I personally spent all day yesterday with these kids. I worked with the ACLU to make sure the students had legal representation; while the ACLU pursued legal options to rescind the suspensions, I counseled students on their options and was prepared to provide legal assistance in the event of any post-suspension arrests. But, most importantly, I was just present for them, whatever they needed.

Yesterday morning, several non-suspended students worked with Metropolitan Congregations United to stage a sit-in at the district's administrative building while their suspended colleagues held up signs on the sidewalk outside.

The students demanded a meeting with the superintendent. Eventually, the superintendent agreed to meet with Metropolitan Congregations United. And, after some time, the parents and students met with an assistant superintendent separately.

The suspensions were not resolved at these meetings. As the day wore on, I brought snacks and water bottles, but the teachers sent the kids their favorite food: pizza. Lots of pizza.

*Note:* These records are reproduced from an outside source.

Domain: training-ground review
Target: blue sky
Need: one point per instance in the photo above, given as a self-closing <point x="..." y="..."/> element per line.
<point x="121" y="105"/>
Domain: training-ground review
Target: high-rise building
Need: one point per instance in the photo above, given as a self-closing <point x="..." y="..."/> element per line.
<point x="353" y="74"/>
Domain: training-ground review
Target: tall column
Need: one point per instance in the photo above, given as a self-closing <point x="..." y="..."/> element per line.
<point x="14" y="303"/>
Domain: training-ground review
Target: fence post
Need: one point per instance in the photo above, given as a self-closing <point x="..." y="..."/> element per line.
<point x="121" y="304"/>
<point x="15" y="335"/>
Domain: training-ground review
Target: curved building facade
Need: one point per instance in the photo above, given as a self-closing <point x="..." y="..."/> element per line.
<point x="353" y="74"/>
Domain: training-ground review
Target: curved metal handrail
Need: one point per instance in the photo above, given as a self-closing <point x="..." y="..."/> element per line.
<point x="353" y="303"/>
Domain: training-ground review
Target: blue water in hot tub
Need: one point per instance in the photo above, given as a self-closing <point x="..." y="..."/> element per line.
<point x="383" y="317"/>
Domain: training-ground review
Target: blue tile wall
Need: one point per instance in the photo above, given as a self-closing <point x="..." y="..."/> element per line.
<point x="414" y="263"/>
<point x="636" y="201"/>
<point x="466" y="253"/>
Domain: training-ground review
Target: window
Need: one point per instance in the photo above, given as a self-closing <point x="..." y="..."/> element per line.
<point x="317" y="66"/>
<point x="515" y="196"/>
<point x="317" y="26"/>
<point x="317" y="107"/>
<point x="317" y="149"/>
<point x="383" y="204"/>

In the afternoon, students moved to Hazelwood West High School and protested there. Honking supports came from everywhere: School buses, families, police officers, company vans, Metro buses. In an amazing moment, teachers risked their jobs and joined their students on the sidewalk.

Last night, the district rescinded the suspensions.

From my conversations with these kids and seeing them in action, these young leaders were not pressured or manipulated by anyone to go protest. They chose to stand up for their teachers because they loved them. The sheer joy on those students' faces when they saw their teachers join them in protest was an amazing sight.

This was a student-led movement. They chose to walk out. They chose to accept the consequences listed in their handbook. They chose to protest when the punishment they were given was inconsistent with the rules. They chose to demand meetings with administrators and voice their opinions to those in power.

They chose to be leaders, and I was honored to have supported them.

Although the students are no longer suspended, they are not done. They want to create lasting change in their community, and they will continue to try to work with administrators to make sure students have a productive avenue to voice their opinions.

I spoke with these amazing kids and their phenomenal parents. As the Project Coordinator for Missouri For All, I provided them an open opportunity to have a sounding board or space to plan at any time. As the CEO of the Education Exchange Corps, I invited them to come speak with our kids this summer at our leadership academy. Some even want to volunteer with us!

We are very excited to be working and learning from these young leaders. With these kids, our future is in excellent hands.

We want to extend our thanks to Metropolitan Congregations United, the ACLU, Pastor Karen Anderson of the Ward Chapel A M E Church, the many supporters who called the school district, the media for covering this important issue, the Hazelwood community, Hazelwood teachers, Hazelwood parents, and the phenomenal students of Hazelwood.